Stories_Cannes 2015 - Rückblick

Great Expectations ...

Nach dem Vorgeschmack folgt der Rückblick: Michael Kienzl berichtet über seine Eindrücke von den Filmfestspielen in Cannes - und von fetten Franzosen sowie mangelnder Revolution.    01.06.2015

Man rechnet mit vielem, wenn Isabelle Huppert und Gérard Depardieu als fiktive Versionen ihrer selbst durchs Death Valley marschieren - am wenigsten aber mit einem Wunder. Und doch zeigt uns Regisseur Guillaume Nicloux am Ende seines neuen Films genau das (oder deutet es zumindest an). 

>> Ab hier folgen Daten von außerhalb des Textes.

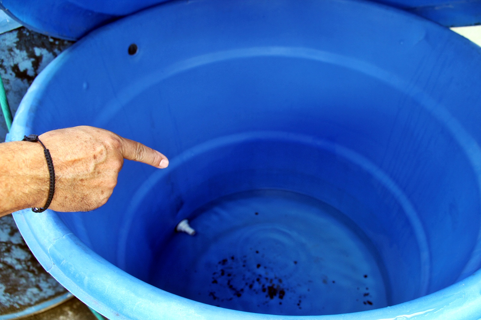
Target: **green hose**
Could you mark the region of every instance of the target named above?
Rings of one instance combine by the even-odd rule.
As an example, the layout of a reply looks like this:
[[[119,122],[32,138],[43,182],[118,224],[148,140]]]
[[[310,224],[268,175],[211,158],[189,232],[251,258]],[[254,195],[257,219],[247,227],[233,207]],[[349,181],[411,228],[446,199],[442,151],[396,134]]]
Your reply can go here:
[[[88,306],[87,306],[87,307],[89,308],[89,309],[90,309],[90,311],[92,312],[92,313],[93,314],[93,315],[95,316],[95,318],[96,318],[97,319],[98,319],[99,320],[105,320],[105,318],[102,317],[102,315],[96,311],[95,311],[90,307],[89,307]]]
[[[7,95],[5,93],[5,88],[3,87],[3,82],[0,77],[0,105],[1,105],[1,111],[5,117],[5,123],[7,124],[7,129],[9,132],[12,127],[12,121],[13,118],[12,117],[12,112],[10,107],[8,106],[8,101],[7,101]]]

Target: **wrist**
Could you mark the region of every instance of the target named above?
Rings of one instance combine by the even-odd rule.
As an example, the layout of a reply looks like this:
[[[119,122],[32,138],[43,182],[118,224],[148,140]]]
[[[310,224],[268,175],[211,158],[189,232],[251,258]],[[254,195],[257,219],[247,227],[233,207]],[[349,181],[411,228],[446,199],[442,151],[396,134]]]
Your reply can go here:
[[[50,178],[43,148],[38,143],[27,141],[16,143],[21,143],[18,146],[17,154],[20,156],[18,184],[25,194],[23,206],[41,208],[48,197]]]

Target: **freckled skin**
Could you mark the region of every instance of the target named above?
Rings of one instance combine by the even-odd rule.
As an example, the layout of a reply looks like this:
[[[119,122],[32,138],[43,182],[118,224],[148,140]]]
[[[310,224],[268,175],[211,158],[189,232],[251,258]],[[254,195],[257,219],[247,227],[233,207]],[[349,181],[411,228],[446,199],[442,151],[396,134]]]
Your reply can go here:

Valley of Love zählte zu jenen Wettbewerbsfilmen in Cannes, die eigentlich von Anfang an keine Chance auf einen Preis hatten. Tatsächlich entschied sich die Jury um die Brüder Joel und Ethan Coen letztlich gegen das Übersinnliche und für die soziale Relevanz, die sie in Jacques Audiards Einwanderer-Drama "Dheepan" zu finden glaubte. Aber auch wenn "Valley of Love" vielleicht nur ein kleiner und unauffälliger Film ist, den Großteil des heurigen Wettbewerbs konnte er ohne Probleme in den Schatten stellen. Nicloux erzählt darin von einem Paar, das sich nach Jahren der Trennung wiederbegegnet, weil es der tote Sohn in seinem Abschiedsbrief so wollte. Da es sich dabei auch um das Aufeinandertreffen zweier Giganten des europäischen Kinos handelt, scheint das ironische Spiel mit dem eigenen Ruhm vorprogrammiert zu sein. Eigentlich interessiert sich Nicloux jedoch weniger für das Image seiner Schauspieler als für ihre Körper und deren Unzulänglichkeiten. Auf der einen Seite haben wir die kleine, zerbrechliche Huppert, auf der anderen den Fels Depardieu, der den halben Film ohne T-Shirt zu sehen ist und seine Leibesfülle mit großer Erhabenheit präsentiert. Beide geraten ständig an ihren Grenzen, schwitzen, keuchen, streiten sich, resignieren - und fangen wieder von vorne an. Am Ende kommen dann Zeichen aus dem Jenseits, die sich rational nicht greifen lassen. Gerade das Unerklärliche, das sich hier in einen Film schleicht, dem es auf den ersten Blick nur um ein Spiel mit der Wirklichkeit geht, macht "Valley of Love" zu einem sehr bemerkenswerten Erlebnis.

 

 

In Cannes gab es dieses Jahr zahlreiche Gelegenheiten zum Träumen. Besonders abseits von geläufigen Genreformeln ließen viele Filme den drögen Realismus hinter sich und öffneten dafür die Pforten zu anderen Welten. Um das genießen zu können, mußte man nur die Fähigkeit haben, zu glauben - nicht an Religion oder Esoterik, sondern einfach an die Macht eines Kinos, das Geschichten erzählt, ohne sich von den Grenzen der Plausibilität einengen zu lassen.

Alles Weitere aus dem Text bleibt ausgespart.